Il faut franchir une étape supplémentaire en matière de surveillance, en allant au-delà des frontières nationales, a plaidé le Ministre des affaires étrangères et des expatriés du Yémen qui a appelé à créer un système international de veille en collaboration avec l’OMS.

Élément indispensable de tout système de surveillance, le diagnostic a aussi fait l’objet de plusieurs interventions.  Ainsi, la Ministre de la santé de l’Ouganda a plaidé en faveur de moyens de diagnostic rapides et abordables, estimant nécessaire de promouvoir la recherche et le développement dans ce secteur.  Un constat partagé par le Vice-Premier Ministre de la République de Moldova et le Ministre de la santé de l’Italie.

S’exprimant au nom d’une alliance de pays contre la tuberculose, le Ministre de la santé de l’Indonésie a souhaité que la tuberculose résistante soit incluse dans la problématique de la RAM.  « Ce ne sont pas des problèmes distincts », a-t-il insisté, rappelant que dans le monde, la tuberculose représente un tiers des décès suite à l’infection par une souche bactérienne résistante.  Les tuberculoses résistantes sont plus longues et plus difficiles à traiter, a-t-il fait remarquer, notant également des effets secondaires plus graves pour le patient et une pression accrue sur les systèmes de santé. 

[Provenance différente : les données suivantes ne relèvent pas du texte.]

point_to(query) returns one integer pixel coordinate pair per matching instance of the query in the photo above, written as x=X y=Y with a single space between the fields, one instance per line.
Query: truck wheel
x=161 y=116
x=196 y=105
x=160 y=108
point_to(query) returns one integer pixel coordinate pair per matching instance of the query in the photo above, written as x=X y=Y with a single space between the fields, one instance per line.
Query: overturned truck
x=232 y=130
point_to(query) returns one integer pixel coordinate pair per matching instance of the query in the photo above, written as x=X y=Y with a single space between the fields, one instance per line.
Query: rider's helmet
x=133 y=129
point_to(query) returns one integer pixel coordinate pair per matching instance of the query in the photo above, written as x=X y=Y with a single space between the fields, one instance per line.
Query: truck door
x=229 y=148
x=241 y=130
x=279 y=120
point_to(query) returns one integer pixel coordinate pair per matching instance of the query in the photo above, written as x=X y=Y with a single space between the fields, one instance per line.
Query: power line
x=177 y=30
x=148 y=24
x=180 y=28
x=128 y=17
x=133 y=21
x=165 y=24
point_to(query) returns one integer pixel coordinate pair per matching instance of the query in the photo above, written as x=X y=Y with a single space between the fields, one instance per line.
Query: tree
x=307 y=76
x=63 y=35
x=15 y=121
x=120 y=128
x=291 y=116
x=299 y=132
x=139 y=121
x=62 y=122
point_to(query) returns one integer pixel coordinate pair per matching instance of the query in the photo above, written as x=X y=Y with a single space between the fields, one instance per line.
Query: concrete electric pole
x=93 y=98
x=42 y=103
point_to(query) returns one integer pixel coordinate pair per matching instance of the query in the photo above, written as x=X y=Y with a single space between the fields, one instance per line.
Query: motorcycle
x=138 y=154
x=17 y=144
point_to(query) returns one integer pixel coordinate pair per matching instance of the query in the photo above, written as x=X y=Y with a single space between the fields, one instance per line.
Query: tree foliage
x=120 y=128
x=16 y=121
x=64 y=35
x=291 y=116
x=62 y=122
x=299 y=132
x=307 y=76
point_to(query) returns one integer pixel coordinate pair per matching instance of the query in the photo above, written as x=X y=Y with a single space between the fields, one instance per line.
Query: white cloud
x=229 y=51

Appels en faveur du financement de la recherche

L’importance du financement de la recherche a également été soulignée à plusieurs reprises, notamment par la Directrice exécutive du Programme des Nations Unies pour l’environnement (PNUE), Mme Inger Andersen, qui a estimé crucial d’aligner recherche, subventions et politiques: « la RAM progresse à travers les déchets, les hôpitaux et l’agriculture intensive ».  Un appel relayé par Mme Mia Amor Mottley, Première Ministre de la Barbade et Présidente du Groupe de direction mondial sur la résistance aux antimicrobiens, pour qui financer la recherche constitue la mesure la plus importante. 

La RAM ne menace pas seulement la santé humaine, mais aussi la sécurité alimentaire et l’environnement, ont noté plusieurs intervenants, se référant à l’approche « Une seule santé », qui intègre et unifie les problématiques de santé publique, animale et environnementale.  Dans un même esprit, Mme Mia Amor Mottley s’est inscrite en faux contre une démarche en silos, « avec la santé, l’agriculture, et l’eau chacun dans son coin ». 

Notant que la RAM touche les pays en développement de manière disproportionnée, la Ministre yéménite a estimé que l’aide aux pays en développement relevait du « devoir moral » des pays développés.  Quant à la Ministre de la santé de l’Ouganda, elle a rappelé que ces résistances microbiennes entravent les progrès de la lutte contre d’autres maladies comme le VIH/sida et l’hépatite dans les pays du Sud.